Rendant hommage au Concours International de Piano d’Orléans dont il a été l’un des premiers lauréats, en 1994, Hidéki Nagano (photo ci-dessus), pianiste à l’Ensemble intercontemporain, a imaginé un programme naturellement centré sur le répertoire pour piano ménageant cependant des ouvertures vers d’autres instruments et d’autres cultures. Programme qu’il interprète lui-même, en compagnie de cinq autres solistes de l’Ensemble. 

Dans le contexte de ce concours, qui s’attache à mettre en valeur les étroits réseaux de correspondances qui se tissent dans les répertoires des XXe et XXIe siècles, c’est le piano de Claude Debussy qui nous servira de fil rouge. Un piano qui évoque bien souvent ici le ciseau du sculpteur ou la palette d’un peintre. Ainsi Danseuses de Delphes (qui ouvre le premier livre des Préludes, composé entre 1909 et 1910) s’inspire-t-elle d’un fragment de colonne du temple d’Apollon à Delphes, tandis que Cloches à travers les feuilles, Et la lune descend sur le temple qui fut et Poissons d’or, qui constituent les trois volets du deuxième recueil d’Images (1907), sont exactement cela : des images musicales. La première a été composée après avoir littéralement entendu les cloches d’une petite église jurassienne. Les deux autres tournent leurs regards vers une imagerie asiatique que Debussy appréciait particulièrement (au moins autant qu’il la fantasmait) — il mit notamment en exergue de sa symphonie La Mer la célèbre Vague d’Hokusai. En miroir, le japonais Toru Takemitsu fera le chemin inverse, comme on l’entend dans Rain Tree Sketch II, miniature pianistique en hommage à Olivier Messiaen, créée du reste à Orléans il y a tout juste dix-huit ans, quelques mois après le décès du maître.

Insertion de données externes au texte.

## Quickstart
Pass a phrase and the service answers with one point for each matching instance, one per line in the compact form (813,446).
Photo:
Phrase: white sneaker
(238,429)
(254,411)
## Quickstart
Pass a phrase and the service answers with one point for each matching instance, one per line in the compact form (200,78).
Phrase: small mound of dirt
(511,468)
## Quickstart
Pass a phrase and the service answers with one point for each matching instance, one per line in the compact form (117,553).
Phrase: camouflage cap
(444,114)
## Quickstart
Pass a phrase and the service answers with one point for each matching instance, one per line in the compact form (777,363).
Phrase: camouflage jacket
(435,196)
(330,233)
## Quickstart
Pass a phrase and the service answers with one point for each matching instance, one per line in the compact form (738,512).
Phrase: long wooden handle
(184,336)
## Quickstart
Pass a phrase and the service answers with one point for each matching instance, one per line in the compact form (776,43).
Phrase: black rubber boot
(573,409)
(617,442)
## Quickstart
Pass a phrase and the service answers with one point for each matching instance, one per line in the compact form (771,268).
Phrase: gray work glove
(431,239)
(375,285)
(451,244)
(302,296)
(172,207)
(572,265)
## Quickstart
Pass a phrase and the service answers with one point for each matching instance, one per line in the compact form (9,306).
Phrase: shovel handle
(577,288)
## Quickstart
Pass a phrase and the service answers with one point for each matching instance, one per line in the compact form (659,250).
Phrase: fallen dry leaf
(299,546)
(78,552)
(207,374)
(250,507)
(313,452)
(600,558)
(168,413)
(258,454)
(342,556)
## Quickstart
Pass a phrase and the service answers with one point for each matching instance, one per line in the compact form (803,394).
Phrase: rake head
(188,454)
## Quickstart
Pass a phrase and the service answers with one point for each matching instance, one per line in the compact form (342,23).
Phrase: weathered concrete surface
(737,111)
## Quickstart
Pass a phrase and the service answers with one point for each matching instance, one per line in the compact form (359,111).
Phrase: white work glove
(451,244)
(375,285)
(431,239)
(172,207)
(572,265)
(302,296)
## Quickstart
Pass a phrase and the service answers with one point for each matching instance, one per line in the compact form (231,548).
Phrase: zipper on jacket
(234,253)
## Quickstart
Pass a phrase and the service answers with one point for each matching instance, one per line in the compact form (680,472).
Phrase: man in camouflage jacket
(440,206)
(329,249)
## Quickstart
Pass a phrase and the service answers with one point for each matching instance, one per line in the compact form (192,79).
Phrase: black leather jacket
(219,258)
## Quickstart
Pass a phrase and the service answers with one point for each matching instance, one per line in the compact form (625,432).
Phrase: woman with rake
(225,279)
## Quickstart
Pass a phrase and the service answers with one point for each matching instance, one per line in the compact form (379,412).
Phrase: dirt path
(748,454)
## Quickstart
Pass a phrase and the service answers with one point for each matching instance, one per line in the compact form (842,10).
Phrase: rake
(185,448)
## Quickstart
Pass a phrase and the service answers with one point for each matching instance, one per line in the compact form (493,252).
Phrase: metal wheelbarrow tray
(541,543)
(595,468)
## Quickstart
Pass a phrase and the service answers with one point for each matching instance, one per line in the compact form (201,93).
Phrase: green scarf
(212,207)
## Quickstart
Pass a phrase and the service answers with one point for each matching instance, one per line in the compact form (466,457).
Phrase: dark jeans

Cheminant entre ces tableaux impressionnistes, on croisera le dieu Pan en émoi devant une naïade dans Syrinx, toujours de Debussy, qui renvoie aux inspirations antiques déjà entendues dans les Danseuses de Delphes. On entendra des chants d’oiseaux sublimés par Olivier Messiaen, notamment dans son Quatuor pour la fin du Temps — lequel, composé et créé en captivité en 1941, puise son imaginaire dans l’Apocalypse selon Saint Jean —, ainsi qu’une clarinette qui « bugue », tel un vulgaire ordinateur (Bug de Bruno Mantovani, 1999).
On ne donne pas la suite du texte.